I’m using GAI-Deployment-Toolkit-v2.0.8_qwen2.5-0.5b-1.5b-7b-v0.1on Genio 520.
When compiling generative part with MDLA_NUM=1 (correct for 1x MDLA5.3), the script runs quickly, maps tensors (curr_keys_0 to … , MTKEXT_FULLY_CONNECTED, SILU, etc.), then finishes without generating any .dla file for generative.
- With MDLA_NUM=4: Compile pass but inference outputs repetitive “!!!”.
How can I fix this to make generative compilation work with --num-mdla=1 on Genio 520?
Thanks a lot!
I tried running the ncc-tflite command directly while removing some of the flags from the original script to test, and I got the error as shown in the attached log.
While waiting for support from the community, I tried switching to LLaMA 3.2-1B and was able to successfully generate the DLA file. However, when deploying it on the device, I encountered the error shown below.
I would sincerely appreciate it if you could help me identify the cause of this issue and suggest how to resolve it. After fixing this problem, I plan to try the same workflow with Qwen 2.5 and will report the results back to you.
Thank you very much for your time and support. I really appreciate your help.

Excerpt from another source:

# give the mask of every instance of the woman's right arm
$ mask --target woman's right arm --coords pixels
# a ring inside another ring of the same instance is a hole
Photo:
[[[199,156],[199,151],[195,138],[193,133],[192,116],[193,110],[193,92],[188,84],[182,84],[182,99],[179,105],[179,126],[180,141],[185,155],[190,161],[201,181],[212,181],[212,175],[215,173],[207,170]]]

I would like to first align on the process you followed. During the DLA conversion stage, did you use the script provided in the toolkit compile directory, or did you manually convert the model using the ncc-tflite tool?
To avoid potential inference issues caused by missing compilation parameters, we strongly recommend using the official script provided in the toolkit for model conversion.
I’ve checked again and confirmed that I can successfully compile and run LLaMA 3.2. However, with Qwen 2.5, I’m still encountering the issue: “No .dla file generated when running compile_generative.sh”, even after applying the adjustments you suggested.
Here are the logs/images when running compile_generative.sh:
After running compile_generative.sh, it does not return any logs or generate any .dla file. This issue only occurs with compile_generative.sh, while compile_prompt_qwen2.5_0.5B_7B.sh still successfully generates .dla files and produces some log output such as:
(py38_test) bkav@bkav-Super-Server:~/Downloads/GAI_Toolkits/GAI-Deployment-Toolkit-v2.0.8_qwen2.5-0.5b-1.5b-7b-v0.1/compile$ ./compile_prompt_qwen2.5_0.5B_7B.sh
/home/bkav/Downloads/GAI_Toolkits/GAI-Deployment-Toolkit-v2.0.8_qwen2.5-0.5b-1.5b-7b-v0.1/post_training_quantize/tflite/Qwen2.5-7B-Instruct_asym4W_sym16A_Overall_hessian_wgt_opt_cum_layer_error_rotate_ortho_0_128t2048c/Qwen2.5-7B-Instruct_asym4W_sym16A_Overall_hessian_wgt_opt_cum_layer_error_rotate_ortho_0_7layer_128t2048c_2.tflite
/home/bkav/Downloads/SDK/Neuropilot_SDK/20250423_Neuron_SDK_v1.2517.03_neuron-8.0-release/neuron_sdk
WARNING: SMP is skipped since all backend targets are single-core or unknown.
WARNING: SMP is skipped since all backend targets are single-core or unknown.
WARNING: SMP is skipped since all backend targets are single-core or unknown.
WARNING: SMP is skipped since all backend targets are single-core or unknown.
WARNING: SMP is skipped since all backend targets are single-core or unknown.
Patch done!
WARNING: 16A4W FC signed input activation but not has 128 offset may cause the input value of sw workaround saturated.
WARNING: 16A4W FC signed input activation but not has 128 offset may cause the input value of sw workaround saturated.
WARNING: 16A4W FC signed input activation but not has 128 offset may cause the input value of sw workaround saturated.
WARNING: 16A4W FC signed input activation but not has 128 offset may cause the input value of sw workaround saturated.
DRAM Usage:
Target Input Output Temp Static Code Total
[ 0]: MDLA 5.3 29M 2.6M 20M 781M 765K 834M
Total Memory:
DRAM: 834M + 0 (Shared) = 834M
L1: 256K
If it is Android you’re woking on, are you using libneuron.so in vendor partition ? or you’re using the library in SDK ? my understanding is that “shell” user in Android does NOT have the right to load libneuron.so in vendor partition, how do you solve this probelm ?
I’m currently working on Genio 520 (mt8189) with Android 15.
I haven’t tested with Qwen2.5 yet because I haven’t been able to successfully generate the DLA file. However, I was able to run Llama 3.2 successfully and previously encountered a similar issue as you.
Regarding libneuron.so, I initially placed it under the vendor partition, but my app (running as the shell user) was unable to load it due to access restrictions.
To resolve this, I moved the related files (including configs) to the /system_ext partition (e.g., /system_ext/llm_sdk/...). Although it is still a system partition, it does not have the same access restrictions as the vendor partition, so the app can load and run successfully.
So in my case, I am not loading libneuron.so from vendor, but instead using a setup under system_ext, which works for the shell user.
Where do you download neuropilot-sdk-basic-8.0.9-build20250611-001.tar.gz from ? I can find only neuropilot-sdk-basic-8.0.9-build20250611.tar.gz from NeuroPilot Online Documentation
are you using the one in neuropilot-sdk-basic-8.0.9-build20250611-001.tar.gz ? or the one in 20250423_Neuron_SDK_v1.2517.03_neuron-8.0-release.tar.gz ?